As part of the lease no monetary exchanges can be made in the property. We’re leasing a piece of land just to love it and share its possibilities with our neighbors. It’s a labor of love, and worth all our energy.
We expanded our composting endeavors and recently became proud parents to 250 red wigglers. We were successful with our two bin hot composting at the garden and have grown our experiment to include adventures in vermiculture to our portfolio. It’s fun to feed the worms a banana peel after breakfast. I’m not even that into worms, but we love the idea of having fresh castings for side dressing plants in the garden. Again, once we just decided to do it, it just became one more little thing we do, to do our part.
I wear used clothes and I wear out the clothes I have before donating them. I turn the sink off when I’m washing my hands or brushing my teeth and I am mindful of water usage. I use water when I need it, and am careful not to allow it to run down the drain when it doesn’t have to. We “let it mellow when it’s yellow” in this house, and I feel good about that. We recycle and save our glass to drop off at the one place in town to make sure that gets recycled too. We’re conscientious when we purchase things, and we could improve in trying to be more plastic-free. It seems impossible to me, but I’m aware it’s an area I could grow, so I’m going to do my best to try.
Maybe I lost you at composting. Maybe the idea of a worm compost system in your backyard is not your thing.
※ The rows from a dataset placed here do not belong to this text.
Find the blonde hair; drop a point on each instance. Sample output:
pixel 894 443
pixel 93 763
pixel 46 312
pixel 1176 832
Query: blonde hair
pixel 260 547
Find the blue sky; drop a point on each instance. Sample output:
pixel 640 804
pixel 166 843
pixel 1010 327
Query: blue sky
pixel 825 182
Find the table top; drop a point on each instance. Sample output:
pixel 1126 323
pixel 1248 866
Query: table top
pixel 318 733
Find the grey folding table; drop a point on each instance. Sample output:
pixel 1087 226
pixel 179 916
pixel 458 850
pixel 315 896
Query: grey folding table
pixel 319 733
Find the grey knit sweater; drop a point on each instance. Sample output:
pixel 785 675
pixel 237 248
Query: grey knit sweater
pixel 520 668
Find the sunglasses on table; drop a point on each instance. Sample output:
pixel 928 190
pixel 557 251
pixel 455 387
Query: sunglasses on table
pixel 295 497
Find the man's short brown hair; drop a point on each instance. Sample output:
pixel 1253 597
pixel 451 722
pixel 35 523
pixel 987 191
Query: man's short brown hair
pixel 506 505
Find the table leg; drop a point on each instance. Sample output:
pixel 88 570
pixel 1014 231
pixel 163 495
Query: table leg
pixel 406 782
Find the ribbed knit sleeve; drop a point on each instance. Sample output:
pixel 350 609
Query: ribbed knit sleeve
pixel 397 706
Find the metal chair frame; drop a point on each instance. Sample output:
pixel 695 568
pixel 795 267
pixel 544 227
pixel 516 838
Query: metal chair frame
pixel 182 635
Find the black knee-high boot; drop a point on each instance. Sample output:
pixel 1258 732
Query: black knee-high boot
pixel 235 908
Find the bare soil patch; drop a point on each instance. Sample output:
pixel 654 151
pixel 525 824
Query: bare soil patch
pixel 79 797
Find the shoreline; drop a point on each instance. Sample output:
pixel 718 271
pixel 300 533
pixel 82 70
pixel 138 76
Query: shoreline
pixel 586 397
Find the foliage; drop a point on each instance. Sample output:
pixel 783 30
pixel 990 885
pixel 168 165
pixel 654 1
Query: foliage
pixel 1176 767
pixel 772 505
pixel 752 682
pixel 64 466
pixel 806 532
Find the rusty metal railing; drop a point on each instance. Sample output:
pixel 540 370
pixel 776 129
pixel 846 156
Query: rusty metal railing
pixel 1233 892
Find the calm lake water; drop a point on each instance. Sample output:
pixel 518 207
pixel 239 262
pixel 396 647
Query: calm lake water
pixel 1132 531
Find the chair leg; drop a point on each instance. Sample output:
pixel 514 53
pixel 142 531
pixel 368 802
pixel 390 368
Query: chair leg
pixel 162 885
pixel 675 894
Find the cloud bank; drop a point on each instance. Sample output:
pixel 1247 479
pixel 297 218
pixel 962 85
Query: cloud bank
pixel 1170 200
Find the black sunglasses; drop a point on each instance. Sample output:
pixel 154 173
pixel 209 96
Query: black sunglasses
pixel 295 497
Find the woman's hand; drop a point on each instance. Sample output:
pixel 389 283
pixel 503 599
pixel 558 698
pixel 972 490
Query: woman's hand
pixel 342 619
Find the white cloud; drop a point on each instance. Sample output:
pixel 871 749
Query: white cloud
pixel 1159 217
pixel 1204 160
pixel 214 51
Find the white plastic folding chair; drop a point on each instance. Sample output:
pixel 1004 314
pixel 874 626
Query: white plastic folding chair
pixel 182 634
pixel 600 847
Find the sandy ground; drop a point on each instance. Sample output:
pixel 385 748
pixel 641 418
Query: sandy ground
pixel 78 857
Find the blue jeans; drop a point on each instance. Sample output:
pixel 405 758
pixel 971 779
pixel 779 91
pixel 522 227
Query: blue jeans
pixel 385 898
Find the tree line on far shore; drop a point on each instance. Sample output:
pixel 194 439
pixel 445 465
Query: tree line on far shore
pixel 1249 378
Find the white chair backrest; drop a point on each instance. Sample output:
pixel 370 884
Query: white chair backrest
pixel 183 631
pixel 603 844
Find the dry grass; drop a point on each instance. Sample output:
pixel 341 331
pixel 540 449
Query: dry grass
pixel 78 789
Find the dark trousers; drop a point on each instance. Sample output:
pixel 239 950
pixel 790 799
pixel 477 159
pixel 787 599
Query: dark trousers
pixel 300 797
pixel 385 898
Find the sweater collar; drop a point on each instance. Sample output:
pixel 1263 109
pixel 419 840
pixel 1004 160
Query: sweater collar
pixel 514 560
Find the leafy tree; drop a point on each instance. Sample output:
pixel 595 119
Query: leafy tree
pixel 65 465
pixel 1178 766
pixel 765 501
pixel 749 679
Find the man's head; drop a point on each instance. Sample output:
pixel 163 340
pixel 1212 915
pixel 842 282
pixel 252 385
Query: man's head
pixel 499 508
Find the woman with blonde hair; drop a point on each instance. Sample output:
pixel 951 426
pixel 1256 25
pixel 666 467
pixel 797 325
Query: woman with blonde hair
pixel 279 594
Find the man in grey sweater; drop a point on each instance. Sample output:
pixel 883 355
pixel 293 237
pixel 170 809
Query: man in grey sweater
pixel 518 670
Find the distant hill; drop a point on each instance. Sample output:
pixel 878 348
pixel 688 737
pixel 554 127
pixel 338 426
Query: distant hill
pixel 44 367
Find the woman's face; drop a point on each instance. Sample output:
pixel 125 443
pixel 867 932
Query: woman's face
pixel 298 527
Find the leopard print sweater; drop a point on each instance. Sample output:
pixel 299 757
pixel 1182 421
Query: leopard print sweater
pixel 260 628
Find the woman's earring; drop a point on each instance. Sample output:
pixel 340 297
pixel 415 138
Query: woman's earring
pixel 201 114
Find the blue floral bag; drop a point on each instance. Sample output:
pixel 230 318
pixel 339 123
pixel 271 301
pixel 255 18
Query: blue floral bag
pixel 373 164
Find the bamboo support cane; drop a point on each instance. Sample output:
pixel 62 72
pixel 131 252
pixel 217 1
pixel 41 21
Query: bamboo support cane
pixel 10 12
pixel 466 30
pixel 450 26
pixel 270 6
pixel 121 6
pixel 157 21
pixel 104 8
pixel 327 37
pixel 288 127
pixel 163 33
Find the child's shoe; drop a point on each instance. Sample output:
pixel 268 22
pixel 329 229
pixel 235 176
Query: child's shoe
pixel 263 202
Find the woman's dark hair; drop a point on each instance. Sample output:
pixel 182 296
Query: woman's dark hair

But maybe the idea of only drinking water from a reusable container doesn’t seem like that much of a hardship to you and now you might want to give it a go… I don’t know about you, but I think doing the little things that require such little extra effort from me all add up to big things that do have an impact on working towards a more sustainable future for all of us.
And there you have it. We all might not have our own garden to experiment growing food from seed. Not everyone has the space to host a community compost operation, I get it. But if everyone made an effort to do the little things for the greater good, I do believe we have the ability to change the world for the better. I know little things add up. I encourage anyone that has read this far to introduce one new little thing into your routine to join me in trying to have a more active role in fighting the effects of climate change. Together, all those little things can really add up. At least that’s what I believe and this is my hope for my daughter and her future.
I’ll conclude on this gem that gets me going when I work in the garden; we don’t plant trees for us, we plant them for our grandchildren. I do what I do for my daughters’ kids and hope to raise a little girl that does the same.